Les mesures de protection individuelle, dont le masque, mises en œuvre pour ralentir la transmission de la maladie, ont amené les gens à adopter de nouvelles habitudes. Aussi, on leur a demandé d’augmenter la fréquence de comportements connus (p. ex., se laver et se désinfecter les mains), et de prendre de nouvelles mesures (p. ex., porter un masque, prendre des distances physiques, recevoir un nouveau vaccin).

Des épidémiologistes et des experts ont recueilli des données sur la propagation de la maladie, la vaccination et l’efficacité du port du masque, afin d’élaborer des recommandations fondées sur des données probantes. Les sciences comportementales ont ensuite contribué :

  • à éclairer ce qui faisait obstacle à l’adoption de ces recommandations;
  • à établir les relations entre les perceptions, les attitudes et les comportements;
  • et, enfin, à proposer de nouvelles approches de promotion menant à de meilleurs résultats en matière de santé.

Au cours de ce processus, il est devenu évident que les sciences comportementales peuvent jouer un rôle clé dans les réponses aux situations d’urgence de santé publique.

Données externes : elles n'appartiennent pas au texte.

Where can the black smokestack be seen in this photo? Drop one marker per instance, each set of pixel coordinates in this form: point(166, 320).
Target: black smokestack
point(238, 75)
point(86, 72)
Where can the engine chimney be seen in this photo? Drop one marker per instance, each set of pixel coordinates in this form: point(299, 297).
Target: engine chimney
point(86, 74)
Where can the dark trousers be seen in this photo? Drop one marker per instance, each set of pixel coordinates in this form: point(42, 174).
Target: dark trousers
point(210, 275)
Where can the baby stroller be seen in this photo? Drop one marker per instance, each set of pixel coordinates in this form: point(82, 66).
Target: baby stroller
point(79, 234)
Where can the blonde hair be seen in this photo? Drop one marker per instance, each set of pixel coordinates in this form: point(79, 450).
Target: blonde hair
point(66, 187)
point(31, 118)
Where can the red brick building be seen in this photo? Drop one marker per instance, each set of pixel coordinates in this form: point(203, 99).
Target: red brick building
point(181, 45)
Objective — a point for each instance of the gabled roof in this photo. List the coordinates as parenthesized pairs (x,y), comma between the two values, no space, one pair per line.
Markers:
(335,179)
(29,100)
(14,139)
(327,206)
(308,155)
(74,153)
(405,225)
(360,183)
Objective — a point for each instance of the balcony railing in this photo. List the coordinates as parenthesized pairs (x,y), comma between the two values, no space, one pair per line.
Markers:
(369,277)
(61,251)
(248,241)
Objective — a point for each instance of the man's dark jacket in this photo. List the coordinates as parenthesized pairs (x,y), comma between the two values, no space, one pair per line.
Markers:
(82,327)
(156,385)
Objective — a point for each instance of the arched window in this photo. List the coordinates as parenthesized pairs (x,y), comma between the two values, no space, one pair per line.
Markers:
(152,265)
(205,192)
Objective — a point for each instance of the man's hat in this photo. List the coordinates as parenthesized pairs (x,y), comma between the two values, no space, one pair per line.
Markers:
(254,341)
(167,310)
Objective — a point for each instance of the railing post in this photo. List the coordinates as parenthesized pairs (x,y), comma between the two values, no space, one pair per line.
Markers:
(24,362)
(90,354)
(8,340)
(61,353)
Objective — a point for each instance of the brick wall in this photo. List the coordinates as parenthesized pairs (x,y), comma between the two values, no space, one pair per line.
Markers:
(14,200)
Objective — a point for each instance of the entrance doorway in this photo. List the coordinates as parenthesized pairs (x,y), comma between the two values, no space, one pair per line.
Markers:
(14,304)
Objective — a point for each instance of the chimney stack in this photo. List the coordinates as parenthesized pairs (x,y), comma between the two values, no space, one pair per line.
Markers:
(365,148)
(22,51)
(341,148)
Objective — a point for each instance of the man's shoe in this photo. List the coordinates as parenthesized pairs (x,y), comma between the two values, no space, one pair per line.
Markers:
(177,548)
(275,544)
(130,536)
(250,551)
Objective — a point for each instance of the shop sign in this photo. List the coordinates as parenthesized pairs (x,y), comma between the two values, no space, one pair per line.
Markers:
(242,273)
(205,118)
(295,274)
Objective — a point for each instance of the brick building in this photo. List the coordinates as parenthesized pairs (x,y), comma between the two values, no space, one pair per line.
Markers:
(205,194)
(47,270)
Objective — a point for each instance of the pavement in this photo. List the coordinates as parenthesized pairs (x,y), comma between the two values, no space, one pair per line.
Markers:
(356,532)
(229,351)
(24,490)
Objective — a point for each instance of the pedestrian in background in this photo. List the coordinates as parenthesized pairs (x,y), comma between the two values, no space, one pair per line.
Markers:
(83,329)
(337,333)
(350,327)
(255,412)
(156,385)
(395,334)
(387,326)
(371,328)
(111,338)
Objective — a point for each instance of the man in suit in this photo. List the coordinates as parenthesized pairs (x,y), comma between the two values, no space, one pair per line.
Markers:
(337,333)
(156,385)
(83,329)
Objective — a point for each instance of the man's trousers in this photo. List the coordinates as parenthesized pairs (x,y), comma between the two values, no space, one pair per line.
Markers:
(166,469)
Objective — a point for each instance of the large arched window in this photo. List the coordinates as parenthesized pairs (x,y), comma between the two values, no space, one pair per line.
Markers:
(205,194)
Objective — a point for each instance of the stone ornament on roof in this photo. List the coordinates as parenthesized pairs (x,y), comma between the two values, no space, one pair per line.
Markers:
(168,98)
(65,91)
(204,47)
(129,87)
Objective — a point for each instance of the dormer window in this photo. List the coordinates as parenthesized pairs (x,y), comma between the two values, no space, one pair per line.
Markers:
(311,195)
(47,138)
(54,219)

Notamment, pour déterminer les moyens les plus efficaces de rendre les informations compréhensibles et utiles pour des personnes issues de milieux sociodémographiques différents.

Ce processus comprend deux étapes :

  1. Déterminer précisément les comportements en cause et le contexte dans lequel ils se produisent;
  2. Veiller à ce que les personnes aient la capacité, la possibilité et la motivation de mettre en œuvre les comportements.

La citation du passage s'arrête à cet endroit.